*LeBron James put his foot down Tuesday with LaVar Ball, the former professional athlete and outspoken father of three basketball phenoms — including star UCLA freshman Lonzo Ball.
Ball has made headlines recently for chirping constantly about the althetic prowess of his kids, including 18-year-old LiAngelo and 15-year-old LaMelo, both of whom will attend UCLA on scholarships in the coming years.
During an interview earlier this month on the podcast “In the Zone with Chris Broussard,” Ball argued that his children are set up better for future success than those of James’ kids, because the four-time NBA MVP’s pedigree will be too much for them to live up to.

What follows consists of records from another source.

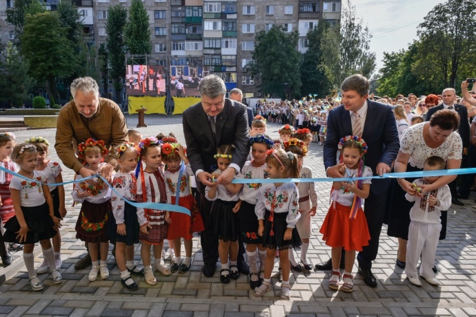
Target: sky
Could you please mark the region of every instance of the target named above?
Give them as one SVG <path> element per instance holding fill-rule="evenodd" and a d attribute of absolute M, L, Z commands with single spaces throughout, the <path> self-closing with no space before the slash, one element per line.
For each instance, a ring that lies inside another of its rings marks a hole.
<path fill-rule="evenodd" d="M 346 1 L 344 0 L 343 3 Z M 444 0 L 352 0 L 357 16 L 372 33 L 370 50 L 377 57 L 377 71 L 383 67 L 384 52 L 407 49 L 417 39 L 417 28 Z"/>

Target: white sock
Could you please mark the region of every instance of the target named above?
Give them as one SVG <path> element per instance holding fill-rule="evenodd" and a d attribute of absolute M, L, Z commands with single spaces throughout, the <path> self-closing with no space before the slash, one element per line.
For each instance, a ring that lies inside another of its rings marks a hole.
<path fill-rule="evenodd" d="M 33 258 L 33 253 L 23 253 L 23 262 L 25 262 L 25 267 L 26 267 L 26 271 L 28 272 L 28 278 L 36 276 L 37 273 L 34 271 L 34 258 Z"/>

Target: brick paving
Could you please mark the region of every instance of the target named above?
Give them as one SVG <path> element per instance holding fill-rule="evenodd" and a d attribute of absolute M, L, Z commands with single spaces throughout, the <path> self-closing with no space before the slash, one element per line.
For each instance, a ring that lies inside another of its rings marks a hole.
<path fill-rule="evenodd" d="M 148 116 L 147 128 L 139 128 L 145 136 L 159 132 L 174 132 L 184 143 L 181 117 Z M 135 128 L 136 116 L 128 117 L 128 126 Z M 268 133 L 277 137 L 277 124 L 269 124 Z M 39 135 L 54 142 L 55 129 L 15 132 L 17 140 Z M 57 157 L 52 146 L 50 157 Z M 313 143 L 305 164 L 310 166 L 315 177 L 325 177 L 322 146 Z M 65 180 L 72 179 L 71 171 L 63 171 Z M 308 258 L 313 264 L 328 258 L 330 249 L 321 240 L 319 228 L 329 205 L 330 183 L 317 183 L 319 194 L 317 214 L 313 219 L 313 236 Z M 328 272 L 312 271 L 304 274 L 292 272 L 290 300 L 279 298 L 280 283 L 277 265 L 272 275 L 272 291 L 257 298 L 250 289 L 246 276 L 241 276 L 230 284 L 219 282 L 219 273 L 206 278 L 201 272 L 203 265 L 199 239 L 193 240 L 193 265 L 185 274 L 164 277 L 156 273 L 157 285 L 146 284 L 143 278 L 133 277 L 139 289 L 129 291 L 122 287 L 119 272 L 110 254 L 108 265 L 109 278 L 89 282 L 89 268 L 76 271 L 74 264 L 85 251 L 84 244 L 75 237 L 75 224 L 79 206 L 72 207 L 71 185 L 66 185 L 68 215 L 61 228 L 64 281 L 54 285 L 48 274 L 39 276 L 44 281 L 43 291 L 32 291 L 28 282 L 21 252 L 12 252 L 14 261 L 0 269 L 0 316 L 476 316 L 476 204 L 464 200 L 464 207 L 452 206 L 448 211 L 447 238 L 442 241 L 437 252 L 437 278 L 442 282 L 434 287 L 422 280 L 417 287 L 405 279 L 405 274 L 395 266 L 397 242 L 386 236 L 382 228 L 379 256 L 373 266 L 378 285 L 370 288 L 361 276 L 355 275 L 352 294 L 328 289 Z M 135 259 L 140 260 L 136 246 Z M 35 266 L 42 260 L 40 247 L 34 251 Z M 353 273 L 356 273 L 357 267 Z"/>

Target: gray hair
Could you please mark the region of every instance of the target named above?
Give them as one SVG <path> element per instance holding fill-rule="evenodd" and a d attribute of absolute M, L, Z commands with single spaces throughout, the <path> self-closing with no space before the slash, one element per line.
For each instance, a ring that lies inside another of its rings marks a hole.
<path fill-rule="evenodd" d="M 79 77 L 73 80 L 70 86 L 71 95 L 73 99 L 76 97 L 76 93 L 80 90 L 85 95 L 92 93 L 96 99 L 99 97 L 99 86 L 96 81 L 91 77 Z"/>
<path fill-rule="evenodd" d="M 216 98 L 226 93 L 226 86 L 221 78 L 215 75 L 209 75 L 200 81 L 199 92 L 201 96 Z"/>
<path fill-rule="evenodd" d="M 243 97 L 243 92 L 240 88 L 233 88 L 230 90 L 230 95 L 239 95 L 240 96 Z"/>

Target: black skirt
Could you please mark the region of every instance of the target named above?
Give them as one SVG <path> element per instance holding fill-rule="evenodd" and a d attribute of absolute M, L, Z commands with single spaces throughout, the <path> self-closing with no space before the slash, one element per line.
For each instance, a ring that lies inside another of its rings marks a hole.
<path fill-rule="evenodd" d="M 261 244 L 261 237 L 258 236 L 258 217 L 255 213 L 256 205 L 243 201 L 238 211 L 241 241 L 250 244 Z"/>
<path fill-rule="evenodd" d="M 237 202 L 217 200 L 212 206 L 210 222 L 218 238 L 225 242 L 238 240 L 238 219 L 232 211 Z"/>
<path fill-rule="evenodd" d="M 14 215 L 6 222 L 3 227 L 6 229 L 3 233 L 3 240 L 7 242 L 14 242 L 20 244 L 32 244 L 42 240 L 48 240 L 56 236 L 54 222 L 50 216 L 50 209 L 47 203 L 40 206 L 27 207 L 22 206 L 21 211 L 26 225 L 28 227 L 28 233 L 26 234 L 26 240 L 22 242 L 17 239 L 17 231 L 20 230 L 20 224 Z"/>
<path fill-rule="evenodd" d="M 301 238 L 296 228 L 292 228 L 290 240 L 284 240 L 284 232 L 288 229 L 286 217 L 288 213 L 275 213 L 273 221 L 270 220 L 271 212 L 266 210 L 264 214 L 264 232 L 263 233 L 263 247 L 268 249 L 286 250 L 301 245 Z M 271 229 L 273 235 L 271 236 Z"/>
<path fill-rule="evenodd" d="M 137 221 L 137 209 L 128 204 L 124 204 L 124 224 L 126 224 L 126 236 L 117 233 L 117 224 L 114 215 L 109 214 L 109 224 L 108 225 L 108 238 L 111 243 L 124 242 L 126 245 L 134 245 L 139 243 L 139 222 Z"/>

“The monsters in the NBA, their dads wasn’t that good,” Ball said. “They were OK, they was players, but the fact that the old [Dell] Curry wasn’t no All-Star, he wasn’t cold. He could shoot the ball, though. Kobe Bryant, his dad wasn’t all that, that’s why he’s such a monster.
“You got LeBron, it’s going to be hard for his kids because they are going to look at them like, ‘You got to be just like your dad.’ And after a while, that pressure starts sitting on you like, ‘Why do I got to be just like him? What can’t I just be me?’ And then they are going to be like, ‘Aw, you’re soft, you’re not that good.’ Because the expectation is very, very high.”
Asked about the comment by ESPN Tuesday, James said of Ball: “Keep my kids’ name out of your mouth. Keep my family out of your mouth. This is dad to dad. It’s a problem now.”
“I actually like his son,” James said of Lonzo Ball. “I like his game.”
But Lonzo’s dad, though, is put on notice.
“He can talk all about his brand, talk about his sons, talk about basketball, talk about me,” James told ESPN. “But keep my family out of this.”
James’ two sons, 12-year-old LeBron James Jr. and 9-year-old Bryce Maximus James, have shown plenty of promise on the AAU circuit — to the point where the eldest son, “Bronny,” has standing verbal scholarship offers from Duke and Kentucky, as ESPN reported last summer.
LaVar Ball also has said he was good enough to “kill” Michael Jordan one-on-one in his prime, which would seem to punch a hole in his theory that his sons are better off because their father was not an all-time great.